Sunday, May 30, 2010

Successive plantings

I used to be rather naive about successive plantings. I always thought of successive plantings as being a second of the same crop being planted after the first harvest. This is how it's normally presented and how it's done on commercial farms. For the home garden, successive plantings can mean staggered plantings of the same crop. That way, you have multiple harvests of the same crop spread out almost continuously over months, rather than one big harvest of a crop.

For this reasoning, I started more cabbage, broccoli and spinach today. The corn is growing well over the spinach mound, so will provide shade to keep it going longer. Be really cool if I can keep the spinach growing all summer, since it can be harvested every few days. I had already started more corn plants of different types, so transplanted about 15 more plants out today. So I have several successive plantings of corn going now. I also have two types of pumpkin going at different planting dates. I'll plant more in a few weeks, so they should be getting ready to harvest around the holidays.

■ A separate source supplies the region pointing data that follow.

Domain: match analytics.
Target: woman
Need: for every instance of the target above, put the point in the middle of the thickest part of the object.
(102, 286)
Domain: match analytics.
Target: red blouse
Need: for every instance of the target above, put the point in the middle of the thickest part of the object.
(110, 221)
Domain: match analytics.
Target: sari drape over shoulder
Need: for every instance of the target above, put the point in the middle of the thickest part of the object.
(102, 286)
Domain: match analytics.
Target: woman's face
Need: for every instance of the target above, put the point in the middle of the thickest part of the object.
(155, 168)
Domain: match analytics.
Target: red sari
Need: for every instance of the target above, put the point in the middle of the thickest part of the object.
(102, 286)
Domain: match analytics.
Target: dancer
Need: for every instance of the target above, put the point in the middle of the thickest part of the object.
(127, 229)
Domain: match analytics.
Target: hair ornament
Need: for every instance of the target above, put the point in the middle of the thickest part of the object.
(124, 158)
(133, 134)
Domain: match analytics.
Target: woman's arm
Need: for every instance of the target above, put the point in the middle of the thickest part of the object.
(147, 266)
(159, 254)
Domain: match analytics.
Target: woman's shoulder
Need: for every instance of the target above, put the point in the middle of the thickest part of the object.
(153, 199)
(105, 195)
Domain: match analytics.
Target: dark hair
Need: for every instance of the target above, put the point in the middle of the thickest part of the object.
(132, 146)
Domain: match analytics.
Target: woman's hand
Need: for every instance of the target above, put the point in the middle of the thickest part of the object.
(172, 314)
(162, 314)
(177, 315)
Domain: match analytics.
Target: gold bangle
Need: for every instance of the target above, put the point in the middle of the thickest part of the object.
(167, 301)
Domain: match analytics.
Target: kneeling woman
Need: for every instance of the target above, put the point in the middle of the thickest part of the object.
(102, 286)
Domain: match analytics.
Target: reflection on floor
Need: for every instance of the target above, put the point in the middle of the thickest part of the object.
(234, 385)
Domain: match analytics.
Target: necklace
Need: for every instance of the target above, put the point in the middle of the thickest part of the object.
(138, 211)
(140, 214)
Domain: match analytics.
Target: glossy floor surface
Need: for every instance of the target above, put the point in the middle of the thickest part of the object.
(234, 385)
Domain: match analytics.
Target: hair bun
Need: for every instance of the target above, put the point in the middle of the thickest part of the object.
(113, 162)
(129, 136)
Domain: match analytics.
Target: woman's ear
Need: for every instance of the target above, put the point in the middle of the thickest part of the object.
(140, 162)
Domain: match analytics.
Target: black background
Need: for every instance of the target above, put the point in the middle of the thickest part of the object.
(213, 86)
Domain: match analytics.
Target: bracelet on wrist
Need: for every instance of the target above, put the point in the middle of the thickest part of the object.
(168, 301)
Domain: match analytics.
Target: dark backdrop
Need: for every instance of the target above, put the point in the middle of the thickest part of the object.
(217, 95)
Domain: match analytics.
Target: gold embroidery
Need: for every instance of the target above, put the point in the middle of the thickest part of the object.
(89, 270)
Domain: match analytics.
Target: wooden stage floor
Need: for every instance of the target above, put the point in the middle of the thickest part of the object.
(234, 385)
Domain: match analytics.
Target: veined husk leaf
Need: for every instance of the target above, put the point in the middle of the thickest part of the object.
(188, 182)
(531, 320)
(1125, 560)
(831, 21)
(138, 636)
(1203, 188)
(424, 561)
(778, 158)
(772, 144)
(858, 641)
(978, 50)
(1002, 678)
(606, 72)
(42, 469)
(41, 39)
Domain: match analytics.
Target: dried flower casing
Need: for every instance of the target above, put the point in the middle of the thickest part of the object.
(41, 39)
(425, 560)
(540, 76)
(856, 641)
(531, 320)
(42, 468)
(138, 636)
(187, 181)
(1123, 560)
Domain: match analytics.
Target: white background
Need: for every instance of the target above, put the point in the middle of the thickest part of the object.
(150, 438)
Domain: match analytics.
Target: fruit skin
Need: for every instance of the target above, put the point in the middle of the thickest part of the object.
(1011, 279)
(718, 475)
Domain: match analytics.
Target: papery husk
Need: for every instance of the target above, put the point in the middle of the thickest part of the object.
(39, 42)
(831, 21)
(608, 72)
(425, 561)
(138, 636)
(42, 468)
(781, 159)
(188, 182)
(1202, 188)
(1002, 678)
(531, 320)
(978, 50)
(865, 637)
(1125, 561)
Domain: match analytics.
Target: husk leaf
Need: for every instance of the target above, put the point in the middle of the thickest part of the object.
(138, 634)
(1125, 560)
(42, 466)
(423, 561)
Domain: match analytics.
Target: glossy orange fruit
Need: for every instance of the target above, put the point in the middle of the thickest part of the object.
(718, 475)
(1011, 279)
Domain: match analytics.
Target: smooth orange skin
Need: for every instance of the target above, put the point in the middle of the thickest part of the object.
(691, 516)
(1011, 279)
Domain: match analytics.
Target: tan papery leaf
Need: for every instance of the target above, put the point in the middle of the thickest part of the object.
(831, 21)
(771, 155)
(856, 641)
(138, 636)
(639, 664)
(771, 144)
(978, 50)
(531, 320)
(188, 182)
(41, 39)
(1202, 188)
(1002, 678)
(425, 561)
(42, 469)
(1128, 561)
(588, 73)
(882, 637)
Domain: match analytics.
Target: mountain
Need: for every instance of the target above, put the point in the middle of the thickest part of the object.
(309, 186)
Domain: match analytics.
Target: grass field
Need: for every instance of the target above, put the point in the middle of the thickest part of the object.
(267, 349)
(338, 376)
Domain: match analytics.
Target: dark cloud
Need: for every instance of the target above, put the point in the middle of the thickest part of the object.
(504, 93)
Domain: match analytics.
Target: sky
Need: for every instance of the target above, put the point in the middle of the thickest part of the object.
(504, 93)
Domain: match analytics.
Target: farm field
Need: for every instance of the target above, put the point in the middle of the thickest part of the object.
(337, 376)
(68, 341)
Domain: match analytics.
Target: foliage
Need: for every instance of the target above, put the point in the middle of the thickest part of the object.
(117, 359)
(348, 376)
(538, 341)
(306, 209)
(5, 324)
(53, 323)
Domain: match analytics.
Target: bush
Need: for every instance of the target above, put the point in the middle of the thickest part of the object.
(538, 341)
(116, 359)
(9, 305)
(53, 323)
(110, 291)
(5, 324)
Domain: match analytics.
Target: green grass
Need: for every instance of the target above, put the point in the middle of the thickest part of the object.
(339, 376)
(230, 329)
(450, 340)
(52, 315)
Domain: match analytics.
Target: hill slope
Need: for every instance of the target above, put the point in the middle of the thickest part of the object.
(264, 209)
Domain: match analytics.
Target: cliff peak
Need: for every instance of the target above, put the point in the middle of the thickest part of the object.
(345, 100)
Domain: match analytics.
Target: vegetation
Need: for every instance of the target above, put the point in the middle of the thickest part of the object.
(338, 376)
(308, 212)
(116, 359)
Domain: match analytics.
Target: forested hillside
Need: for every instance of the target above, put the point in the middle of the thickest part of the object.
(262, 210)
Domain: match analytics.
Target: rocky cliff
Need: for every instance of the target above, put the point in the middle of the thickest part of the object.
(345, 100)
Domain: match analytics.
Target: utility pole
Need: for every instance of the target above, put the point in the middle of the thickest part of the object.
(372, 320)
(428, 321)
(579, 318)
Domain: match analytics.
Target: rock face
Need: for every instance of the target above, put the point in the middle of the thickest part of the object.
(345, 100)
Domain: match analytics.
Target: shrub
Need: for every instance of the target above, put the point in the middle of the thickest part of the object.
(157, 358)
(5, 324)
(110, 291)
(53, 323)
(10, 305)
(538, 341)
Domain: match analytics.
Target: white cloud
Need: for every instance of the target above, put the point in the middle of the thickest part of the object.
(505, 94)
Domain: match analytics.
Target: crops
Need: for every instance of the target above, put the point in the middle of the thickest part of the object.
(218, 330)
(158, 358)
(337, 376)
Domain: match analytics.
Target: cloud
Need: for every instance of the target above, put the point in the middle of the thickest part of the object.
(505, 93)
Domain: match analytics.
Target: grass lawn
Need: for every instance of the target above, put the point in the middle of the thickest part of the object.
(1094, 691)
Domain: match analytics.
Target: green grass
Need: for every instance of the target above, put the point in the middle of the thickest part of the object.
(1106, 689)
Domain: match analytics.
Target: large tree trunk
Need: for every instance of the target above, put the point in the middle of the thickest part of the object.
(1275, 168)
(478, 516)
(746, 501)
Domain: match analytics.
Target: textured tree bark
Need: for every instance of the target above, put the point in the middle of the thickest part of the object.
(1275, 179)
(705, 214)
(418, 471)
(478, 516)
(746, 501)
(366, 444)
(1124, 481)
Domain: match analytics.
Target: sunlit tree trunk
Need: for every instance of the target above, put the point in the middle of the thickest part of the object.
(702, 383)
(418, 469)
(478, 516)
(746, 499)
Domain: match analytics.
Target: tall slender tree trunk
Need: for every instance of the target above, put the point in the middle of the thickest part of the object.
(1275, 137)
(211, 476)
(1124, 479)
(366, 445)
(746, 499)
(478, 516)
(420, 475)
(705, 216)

Not sure what to expect with companion planting the corn for shade. I have more pea plants coming up. If they get enough shade from the corn, I may be able to keep them going all summer. Not really counting on it but hoping. They're going pretty good now. My daughter helped me pick the first small harvest this weekend and lots more coming along.

The previously bare mounds are now coming to life since the ammonia and vinegar treatment. Where I treated mounds with live plants, I did burn a few things but most are recovering. Maybe I didn't inject it deep enough, so later treatments will go deeper.

Had to transplant the remaining tomato plants into larger pots this week. Currently have about 34-35 tomato plants going. Trying to get the roots going as deep as possible before planting them out this time. That seems to be a good choice with any taller plants in the desert. Many plants will develop roots along the stem if you successively plant them deeper over multiple transplants. Since the surface soil dries so quickly and loses nutrients so fast in the desert, it makes sense to develop the root systems to go as deep as you can get them to go. So, I'm doing much the same with other things as well. Corn, pumpkin and anything with a distance between the root and first leaves are getting transplanted up to the first leaves with each transplant, then once more when they go into the soil. Seems to be a tactic which is working well.